Si tratta, in sostanza, di un procedimento logico-giuridico composto da tre fasi successive che così si articolano:
- innanzitutto, il giudice deve accertare le attività lavorative che il dipendente ha concretamente svolto;
- successivamente si procede a individuare le qualifiche e i gradi previsti dal contratto collettivo di categoria applicabile nel caso concreto;
- infine, occorre confrontare il risultato della prima indagine con il testo della contrattazione individuato nella seconda.
La Corte di cassazione, in ogni caso, ha precisato che, sebbene nella determinazione dell'inquadramento del lavoratore non sia possibile prescindere dall'osservanza del criterio trifasico, è comunque vero anche che il giudice non deve attenersi in maniera pedissequa alla sequenza delle azioni che caratterizzano tale schema procedimentale e sulle quali ci siamo appena soffermati: non si tratta, in fatti, di una sequenza rigida, ma è ben possibile per il giudice discostarsi dalla stessa purché il suo ragionamento decisorio sia comunque influenzato da ciascuno dei tre momenti di accertamento, ricognizione e valutazione, che concorrano, quindi, a determinarne le conclusioni.
A tale proposito, il caso oggetto della pronuncia della Corte è particolarmente esemplificativo: il giudice territoriale ha innanzitutto fatto richiamo al livello di inquadramento della lavoratrice parte del giudizio, specificando a quali figure lo stesso è riservato e ha, successivamente, rimarcato le mansioni che, come emerso dalle acquisizioni probatorie, erano state svolte dalla donna, per poi concludere che l'attribuzione di questa al livello nel quale era stata inquadrata non poteva considerarsi aderente alle previsioni del Ccnl di settore, dato che, di fatto, i compiti svolti dalla lavoratrice realizzavano il requisito coessenziale alla qualifica di un livello superiore.

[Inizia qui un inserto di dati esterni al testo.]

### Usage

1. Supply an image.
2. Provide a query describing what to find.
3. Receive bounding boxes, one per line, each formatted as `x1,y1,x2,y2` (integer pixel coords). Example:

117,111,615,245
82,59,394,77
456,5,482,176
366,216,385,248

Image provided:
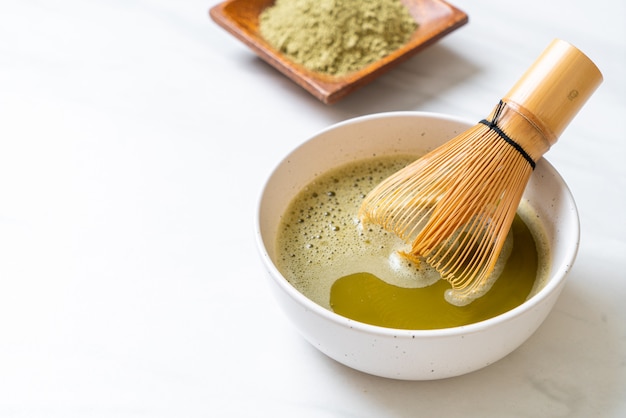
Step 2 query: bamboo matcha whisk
359,40,602,299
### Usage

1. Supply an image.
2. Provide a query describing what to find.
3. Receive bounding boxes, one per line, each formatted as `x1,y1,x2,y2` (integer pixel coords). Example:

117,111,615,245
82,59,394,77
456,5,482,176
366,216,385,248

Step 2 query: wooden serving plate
209,0,468,104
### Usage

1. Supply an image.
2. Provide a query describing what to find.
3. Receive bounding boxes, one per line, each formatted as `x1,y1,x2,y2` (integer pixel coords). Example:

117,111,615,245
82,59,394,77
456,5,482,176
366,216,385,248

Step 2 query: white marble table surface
0,0,626,418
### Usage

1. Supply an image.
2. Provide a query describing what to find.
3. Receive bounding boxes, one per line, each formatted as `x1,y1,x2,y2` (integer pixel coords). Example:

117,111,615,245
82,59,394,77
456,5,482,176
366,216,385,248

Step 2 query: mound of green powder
259,0,417,75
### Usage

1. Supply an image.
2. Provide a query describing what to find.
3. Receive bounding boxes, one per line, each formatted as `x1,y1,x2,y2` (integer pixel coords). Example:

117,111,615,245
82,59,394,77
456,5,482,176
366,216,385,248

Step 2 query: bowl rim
254,111,580,338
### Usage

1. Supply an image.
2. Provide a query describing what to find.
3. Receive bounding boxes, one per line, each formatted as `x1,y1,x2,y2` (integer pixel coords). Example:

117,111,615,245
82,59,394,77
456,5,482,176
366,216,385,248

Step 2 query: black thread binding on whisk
480,100,536,170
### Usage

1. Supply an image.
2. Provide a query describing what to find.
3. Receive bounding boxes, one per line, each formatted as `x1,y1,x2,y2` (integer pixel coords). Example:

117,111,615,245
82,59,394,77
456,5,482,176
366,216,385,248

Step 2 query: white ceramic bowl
256,112,580,380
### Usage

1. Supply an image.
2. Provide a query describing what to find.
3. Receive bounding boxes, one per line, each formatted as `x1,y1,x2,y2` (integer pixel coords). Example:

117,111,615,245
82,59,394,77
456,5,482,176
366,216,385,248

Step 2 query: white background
0,0,626,418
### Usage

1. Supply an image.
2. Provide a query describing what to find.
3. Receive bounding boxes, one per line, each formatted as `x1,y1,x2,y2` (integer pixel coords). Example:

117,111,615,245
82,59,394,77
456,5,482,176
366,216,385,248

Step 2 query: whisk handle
502,39,602,145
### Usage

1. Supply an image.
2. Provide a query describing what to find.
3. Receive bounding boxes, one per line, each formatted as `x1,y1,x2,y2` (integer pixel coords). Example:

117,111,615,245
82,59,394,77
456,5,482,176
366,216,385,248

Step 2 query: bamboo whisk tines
359,40,602,301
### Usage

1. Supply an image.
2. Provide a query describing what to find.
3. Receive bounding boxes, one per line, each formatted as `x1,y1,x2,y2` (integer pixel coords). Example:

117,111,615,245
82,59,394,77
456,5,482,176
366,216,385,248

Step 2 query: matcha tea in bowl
256,112,579,380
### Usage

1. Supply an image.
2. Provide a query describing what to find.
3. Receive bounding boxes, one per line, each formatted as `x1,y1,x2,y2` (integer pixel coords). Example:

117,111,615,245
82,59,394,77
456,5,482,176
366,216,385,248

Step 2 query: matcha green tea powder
259,0,417,75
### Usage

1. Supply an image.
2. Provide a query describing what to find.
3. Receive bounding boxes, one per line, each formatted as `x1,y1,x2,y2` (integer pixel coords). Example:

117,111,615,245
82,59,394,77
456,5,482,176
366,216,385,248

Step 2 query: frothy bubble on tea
277,156,549,328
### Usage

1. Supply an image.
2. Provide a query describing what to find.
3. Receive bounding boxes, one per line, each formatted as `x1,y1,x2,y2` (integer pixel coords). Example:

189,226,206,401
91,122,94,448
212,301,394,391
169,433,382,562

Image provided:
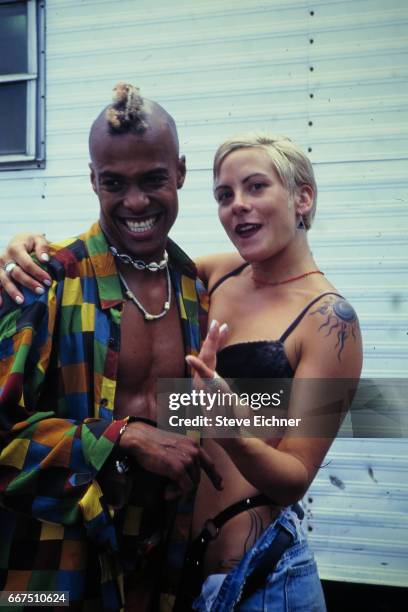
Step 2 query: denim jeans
193,508,326,612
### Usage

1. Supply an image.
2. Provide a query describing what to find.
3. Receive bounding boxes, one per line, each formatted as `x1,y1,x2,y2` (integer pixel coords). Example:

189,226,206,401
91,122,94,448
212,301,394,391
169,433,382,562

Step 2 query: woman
0,134,362,612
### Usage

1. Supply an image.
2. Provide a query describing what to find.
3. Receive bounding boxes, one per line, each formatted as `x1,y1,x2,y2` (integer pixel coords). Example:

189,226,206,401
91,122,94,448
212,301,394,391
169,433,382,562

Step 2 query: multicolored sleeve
196,278,210,342
0,283,124,547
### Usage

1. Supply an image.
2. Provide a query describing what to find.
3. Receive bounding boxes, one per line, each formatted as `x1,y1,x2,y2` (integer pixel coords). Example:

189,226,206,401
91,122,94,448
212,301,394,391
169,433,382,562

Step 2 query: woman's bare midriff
193,440,281,577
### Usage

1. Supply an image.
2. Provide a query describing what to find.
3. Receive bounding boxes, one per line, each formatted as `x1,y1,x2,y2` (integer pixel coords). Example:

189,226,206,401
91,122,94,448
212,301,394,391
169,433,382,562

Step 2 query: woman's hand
186,320,248,447
0,233,51,306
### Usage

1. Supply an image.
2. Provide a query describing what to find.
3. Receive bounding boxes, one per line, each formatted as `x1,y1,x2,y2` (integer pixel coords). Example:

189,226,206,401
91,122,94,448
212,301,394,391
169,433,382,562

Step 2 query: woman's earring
297,215,306,229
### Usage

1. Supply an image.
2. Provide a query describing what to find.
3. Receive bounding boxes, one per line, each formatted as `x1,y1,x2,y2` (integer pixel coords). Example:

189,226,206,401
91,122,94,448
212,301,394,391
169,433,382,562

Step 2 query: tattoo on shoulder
310,296,358,361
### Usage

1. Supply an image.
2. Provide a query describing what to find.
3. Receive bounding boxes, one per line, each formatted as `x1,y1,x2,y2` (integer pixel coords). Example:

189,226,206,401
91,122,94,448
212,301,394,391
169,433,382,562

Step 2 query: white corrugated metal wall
0,0,408,585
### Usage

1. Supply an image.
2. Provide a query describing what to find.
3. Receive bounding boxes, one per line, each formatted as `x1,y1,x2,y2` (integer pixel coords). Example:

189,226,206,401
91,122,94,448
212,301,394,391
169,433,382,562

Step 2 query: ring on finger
3,259,17,278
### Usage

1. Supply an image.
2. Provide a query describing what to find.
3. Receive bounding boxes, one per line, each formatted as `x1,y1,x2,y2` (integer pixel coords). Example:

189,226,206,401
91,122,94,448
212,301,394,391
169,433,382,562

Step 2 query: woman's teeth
235,223,261,234
126,216,157,234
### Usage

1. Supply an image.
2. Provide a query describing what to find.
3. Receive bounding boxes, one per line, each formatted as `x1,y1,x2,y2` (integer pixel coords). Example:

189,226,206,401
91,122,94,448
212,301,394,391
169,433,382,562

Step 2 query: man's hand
119,423,222,499
0,234,51,306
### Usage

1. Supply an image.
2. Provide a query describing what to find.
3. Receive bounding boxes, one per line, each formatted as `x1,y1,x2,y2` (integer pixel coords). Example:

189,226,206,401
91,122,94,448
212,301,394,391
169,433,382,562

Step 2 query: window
0,0,45,170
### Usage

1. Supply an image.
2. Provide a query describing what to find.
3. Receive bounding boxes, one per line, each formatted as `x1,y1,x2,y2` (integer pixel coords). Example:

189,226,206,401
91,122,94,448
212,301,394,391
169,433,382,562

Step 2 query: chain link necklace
109,247,169,272
118,264,171,321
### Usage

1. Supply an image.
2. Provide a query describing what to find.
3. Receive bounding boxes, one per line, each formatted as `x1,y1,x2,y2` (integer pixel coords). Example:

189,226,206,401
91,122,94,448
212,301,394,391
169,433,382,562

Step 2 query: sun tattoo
310,297,358,361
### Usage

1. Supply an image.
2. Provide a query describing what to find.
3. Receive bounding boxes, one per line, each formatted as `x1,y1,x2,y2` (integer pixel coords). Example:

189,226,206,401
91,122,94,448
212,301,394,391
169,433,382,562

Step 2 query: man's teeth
126,216,157,233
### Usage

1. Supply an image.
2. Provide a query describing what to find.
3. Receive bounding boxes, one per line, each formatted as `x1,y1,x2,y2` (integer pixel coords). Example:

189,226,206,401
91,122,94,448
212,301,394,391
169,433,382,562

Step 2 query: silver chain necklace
109,247,169,272
118,270,171,321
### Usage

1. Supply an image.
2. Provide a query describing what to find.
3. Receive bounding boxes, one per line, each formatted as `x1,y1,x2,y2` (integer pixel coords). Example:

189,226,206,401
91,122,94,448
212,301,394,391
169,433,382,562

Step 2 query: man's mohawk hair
106,82,147,134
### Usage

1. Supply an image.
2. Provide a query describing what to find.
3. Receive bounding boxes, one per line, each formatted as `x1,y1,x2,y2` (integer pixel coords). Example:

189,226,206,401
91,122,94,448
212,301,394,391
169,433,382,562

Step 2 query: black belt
174,494,304,612
237,503,305,609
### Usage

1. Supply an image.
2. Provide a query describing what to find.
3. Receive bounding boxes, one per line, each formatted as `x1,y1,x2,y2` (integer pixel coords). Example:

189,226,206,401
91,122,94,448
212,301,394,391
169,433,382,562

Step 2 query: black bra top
210,262,342,378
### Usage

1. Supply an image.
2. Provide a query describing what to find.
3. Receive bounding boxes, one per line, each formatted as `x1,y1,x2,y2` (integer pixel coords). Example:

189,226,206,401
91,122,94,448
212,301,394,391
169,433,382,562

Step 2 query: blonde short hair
213,132,317,229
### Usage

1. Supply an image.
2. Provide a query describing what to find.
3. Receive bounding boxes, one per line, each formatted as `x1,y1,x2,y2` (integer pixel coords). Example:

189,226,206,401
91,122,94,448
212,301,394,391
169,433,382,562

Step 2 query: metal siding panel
0,0,408,586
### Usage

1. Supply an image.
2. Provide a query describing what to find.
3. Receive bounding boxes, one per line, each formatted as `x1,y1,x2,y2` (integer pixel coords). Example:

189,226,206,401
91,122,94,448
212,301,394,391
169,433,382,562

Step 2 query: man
0,84,221,612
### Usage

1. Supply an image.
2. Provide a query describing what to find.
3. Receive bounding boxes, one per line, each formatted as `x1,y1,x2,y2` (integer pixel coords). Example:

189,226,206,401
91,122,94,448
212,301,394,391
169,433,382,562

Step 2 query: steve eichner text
169,389,283,410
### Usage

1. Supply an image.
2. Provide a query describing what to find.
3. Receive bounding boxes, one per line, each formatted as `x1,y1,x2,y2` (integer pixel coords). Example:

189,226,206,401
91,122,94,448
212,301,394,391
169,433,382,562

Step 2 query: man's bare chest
115,302,185,416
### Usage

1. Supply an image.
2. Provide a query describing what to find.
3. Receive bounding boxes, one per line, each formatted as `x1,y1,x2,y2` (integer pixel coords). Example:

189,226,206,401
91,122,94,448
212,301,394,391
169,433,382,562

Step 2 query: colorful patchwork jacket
0,223,207,611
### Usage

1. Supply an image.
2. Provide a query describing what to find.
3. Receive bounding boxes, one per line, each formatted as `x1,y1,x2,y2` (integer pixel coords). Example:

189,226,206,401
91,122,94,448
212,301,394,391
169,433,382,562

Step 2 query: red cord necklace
252,270,324,287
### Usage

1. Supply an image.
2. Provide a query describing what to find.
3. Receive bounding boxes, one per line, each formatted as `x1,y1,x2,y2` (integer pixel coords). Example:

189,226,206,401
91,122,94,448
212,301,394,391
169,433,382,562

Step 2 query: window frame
0,0,45,171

Così operando, a detta della Corte di cassazione, la sentenza di merito si è sviluppata attraverso una struttura logico-giuridica che risponde pienamente ai canoni che definiscono una «corretta sussunzione della fattispecie nell'archetipo normativo di riferimento». Ciò posto, nessuna rilevanza può essere attribuita alla circostanza che il giudice non abbia fatto riferimento ai profili professionali che corrispondono alla declaratoria contrattuale relativa al livello rivendicato, data anche la loro natura esemplificativa.